The so-called “team without a star” just landed a big one.
The Celtics have agreed to sign unrestricted free agent center Al Horford to a four-year, $113 million maximum contract, according to Yahoo Sports and USA Today Sports. Horford, 30, averaged 15.2 PPG, 7.3 RPG and 3.2 APG while earning his fourth career All-Star nod with the Hawks last season. After spending the entirety of his nine-year career in Atlanta, where he made the playoffs every season, Horford joins a Celtics team that’s on the rise and flush with future draft assets.
News of the agreement comes one day after the Hawks agreed to sign center Dwight Howard to a three-year, $71 million contract. Howard will now fill the hole created by Horford’s departure.
This is a strong marriage of team and player, one that could help vault Boston out of the East’s packed middle and into the conference’s upper echelon. The on-the-rise Celtics were ready to take the next step toward contention while Horford needed a spot from which to compete during the tail end of his prime years and a franchise that has proven it can get over the hump from being “very good” to “great.” Together, Horford and the Celtics could become the East’s top threats to LeBron James and the Cavaliers as soon as next season.
Aside from Kevin Durant (and LeBron James, if you count him), Horford was the best player in this year’s free agent class, a versatile two-way big who can function effectively as a power forward or a center. An unselfish team player who is nevertheless capable of scoring from the rim to the three-point line, Horford represents a significant talent upgrade over Boston’s incumbent bigs.
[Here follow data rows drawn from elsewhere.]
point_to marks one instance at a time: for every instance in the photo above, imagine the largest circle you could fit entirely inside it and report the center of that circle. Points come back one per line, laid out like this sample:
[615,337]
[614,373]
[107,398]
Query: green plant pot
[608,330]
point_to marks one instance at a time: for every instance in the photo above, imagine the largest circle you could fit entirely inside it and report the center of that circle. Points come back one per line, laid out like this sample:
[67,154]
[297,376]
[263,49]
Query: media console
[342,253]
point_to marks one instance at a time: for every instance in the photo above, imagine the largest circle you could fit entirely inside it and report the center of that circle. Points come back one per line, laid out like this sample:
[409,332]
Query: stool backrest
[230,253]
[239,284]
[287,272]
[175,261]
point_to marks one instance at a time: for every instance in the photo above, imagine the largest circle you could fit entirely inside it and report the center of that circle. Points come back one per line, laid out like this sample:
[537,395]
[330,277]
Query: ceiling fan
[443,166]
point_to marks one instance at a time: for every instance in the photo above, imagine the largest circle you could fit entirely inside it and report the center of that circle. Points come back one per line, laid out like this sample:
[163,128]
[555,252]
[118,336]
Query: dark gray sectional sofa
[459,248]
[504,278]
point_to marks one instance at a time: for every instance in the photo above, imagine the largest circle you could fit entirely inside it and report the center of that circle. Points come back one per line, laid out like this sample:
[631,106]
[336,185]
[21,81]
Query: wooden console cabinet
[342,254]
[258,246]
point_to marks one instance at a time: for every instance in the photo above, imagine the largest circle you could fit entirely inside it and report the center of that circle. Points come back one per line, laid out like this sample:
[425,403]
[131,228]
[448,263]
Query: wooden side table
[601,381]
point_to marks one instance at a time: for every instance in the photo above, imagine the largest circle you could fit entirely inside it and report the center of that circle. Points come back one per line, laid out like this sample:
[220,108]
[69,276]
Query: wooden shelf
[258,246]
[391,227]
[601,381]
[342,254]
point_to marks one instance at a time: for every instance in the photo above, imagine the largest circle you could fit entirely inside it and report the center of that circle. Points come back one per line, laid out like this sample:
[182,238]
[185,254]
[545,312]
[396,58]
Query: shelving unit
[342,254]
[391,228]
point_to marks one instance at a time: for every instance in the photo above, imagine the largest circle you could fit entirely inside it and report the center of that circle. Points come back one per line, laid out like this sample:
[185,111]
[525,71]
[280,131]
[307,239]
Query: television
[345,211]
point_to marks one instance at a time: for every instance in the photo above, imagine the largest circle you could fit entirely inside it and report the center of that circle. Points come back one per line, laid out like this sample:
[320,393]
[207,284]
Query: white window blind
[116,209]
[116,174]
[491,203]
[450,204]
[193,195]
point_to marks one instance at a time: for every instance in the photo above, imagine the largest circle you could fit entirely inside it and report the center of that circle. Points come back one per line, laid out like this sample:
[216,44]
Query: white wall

After playing all 82 games for the East’s top defense last season, Horford will join a fifth-ranked Celtics group that is loaded with impact perimeter defenders. His interior presence will allow Boston’s guards to play as aggressively as they like on the perimeter, and he’s an ideal backline option if the Celtics decide to lean more heavily on smaller lineups.
Although Horford is 30, Boston should feel comfortable extending a max offer without hesitation. First, this contract is only four years, and Horford has missed just six combined games over the last two seasons after suffering a season-ending shoulder injury in 2013–14. Second, players of his caliber rarely change teams in free agency, and his arrival allows the Celtics to continue exploring trade scenarios with all of their young players and surplus of draft picks in search of a second star to pair with Horford.
As it turns out, Celtics fans who grew frustrated with president Danny Ainge’s inability to land a star in a draft day move simply needed to exercise patience for an additional 10 days or so. Adding Horford should be comparable to the Spurs’ 2015 signing of LaMarcus Aldridge in terms of impact, and it should open up a path to contention that should last for the duration of the deal.